How often to reassess
A self assessment is not a one time project; deployments change, contracts accumulate, and options get enabled, so a position that was clean a year ago may not be today. A sensible cadence is an annual full assessment, with lighter interim checks triggered by significant events, a major deployment, a virtualisation change, a merger or divestiture, or an approaching renewal. The goal is that the organisation always knows its position closely enough that an audit notification holds no surprises.
This continuous readiness is what separates organisations that treat audits as routine from those that treat them as crises. The licence compliance guide develops this into a maturity model, and the practical effect is simple: a customer that reassesses regularly is never measured by Oracle on ground it has not already mapped itself.
The buyer side view
Self assessment is the cheapest and most powerful audit defence there is, because it changes who finds the gap first. The customer who builds an effective licence position, reconciles entitlement against deployment in the contract's own units, and reassesses on a regular cadence enters every audit already knowing its number and has the freedom to fix gaps cheaply on its own terms. The customer who waits to be measured by Oracle discovers its gaps at list price with back support attached.
Find your own gaps before Oracle does, and keep finding them. Read the financial exposure guide to understand what a gap costs once Oracle finds it, the LMS audit process guide to see how the ELP defends you in a live audit, and the audit defence pillar for the complete approach.
Oracle licence self assessment: frequently asked questions
What is an Oracle effective licence position?
An effective licence position, or ELP, is a reconciled view of what an organisation is entitled to use under its Oracle contracts versus what it actually has deployed and used. It is the central artefact of a self assessment and the foundation of any credible audit defence, because it lets the customer know its position before Oracle measures it.
Can a self assessment trigger an Oracle audit?

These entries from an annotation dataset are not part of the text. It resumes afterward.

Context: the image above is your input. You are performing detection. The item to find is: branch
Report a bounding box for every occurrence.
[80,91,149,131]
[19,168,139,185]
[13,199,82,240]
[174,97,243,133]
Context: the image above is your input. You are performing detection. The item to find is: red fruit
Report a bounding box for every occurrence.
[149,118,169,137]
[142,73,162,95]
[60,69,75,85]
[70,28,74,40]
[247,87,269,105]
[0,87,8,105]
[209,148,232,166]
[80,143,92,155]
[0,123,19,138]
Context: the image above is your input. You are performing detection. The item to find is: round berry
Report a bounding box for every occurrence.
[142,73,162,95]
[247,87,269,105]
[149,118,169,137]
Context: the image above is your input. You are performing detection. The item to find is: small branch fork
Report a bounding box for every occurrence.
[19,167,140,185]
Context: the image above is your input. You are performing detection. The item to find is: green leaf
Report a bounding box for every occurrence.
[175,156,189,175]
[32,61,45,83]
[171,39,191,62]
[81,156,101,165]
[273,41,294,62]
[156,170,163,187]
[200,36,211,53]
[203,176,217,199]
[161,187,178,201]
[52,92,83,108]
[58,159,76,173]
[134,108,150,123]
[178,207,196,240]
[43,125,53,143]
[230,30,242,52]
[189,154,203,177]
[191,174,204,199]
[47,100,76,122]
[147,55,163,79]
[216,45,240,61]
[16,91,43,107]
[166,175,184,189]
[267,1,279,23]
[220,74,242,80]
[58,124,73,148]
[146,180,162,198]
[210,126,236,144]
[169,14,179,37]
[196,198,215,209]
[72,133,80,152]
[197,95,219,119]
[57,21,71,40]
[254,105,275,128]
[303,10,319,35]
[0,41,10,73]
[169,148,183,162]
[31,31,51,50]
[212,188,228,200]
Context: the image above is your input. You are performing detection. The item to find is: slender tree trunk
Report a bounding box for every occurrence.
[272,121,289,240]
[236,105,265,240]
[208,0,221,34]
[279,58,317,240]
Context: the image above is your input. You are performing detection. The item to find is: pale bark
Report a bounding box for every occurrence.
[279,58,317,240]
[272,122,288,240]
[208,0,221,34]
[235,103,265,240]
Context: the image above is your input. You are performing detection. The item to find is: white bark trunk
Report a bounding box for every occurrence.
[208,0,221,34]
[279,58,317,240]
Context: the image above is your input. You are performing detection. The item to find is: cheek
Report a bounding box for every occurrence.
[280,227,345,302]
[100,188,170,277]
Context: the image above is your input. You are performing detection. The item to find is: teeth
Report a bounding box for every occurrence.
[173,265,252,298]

No. A self assessment is an internal exercise that Oracle has no visibility into and no involvement in. It uses the customer's own data and, ideally, independent advisers, not Oracle's scripts or staff. It reduces audit risk by letting the customer remediate gaps privately before any audit, rather than discovering them under Oracle's measurement.
Should you remediate gaps found in a self assessment?
Usually yes, but on your terms. A gap found internally can be fixed through a planned, negotiated purchase, a redeployment, or a configuration change, all far cheaper than the same gap surfaced in an audit with list pricing and back support attached. The point of finding gaps early is the freedom to fix them cheaply.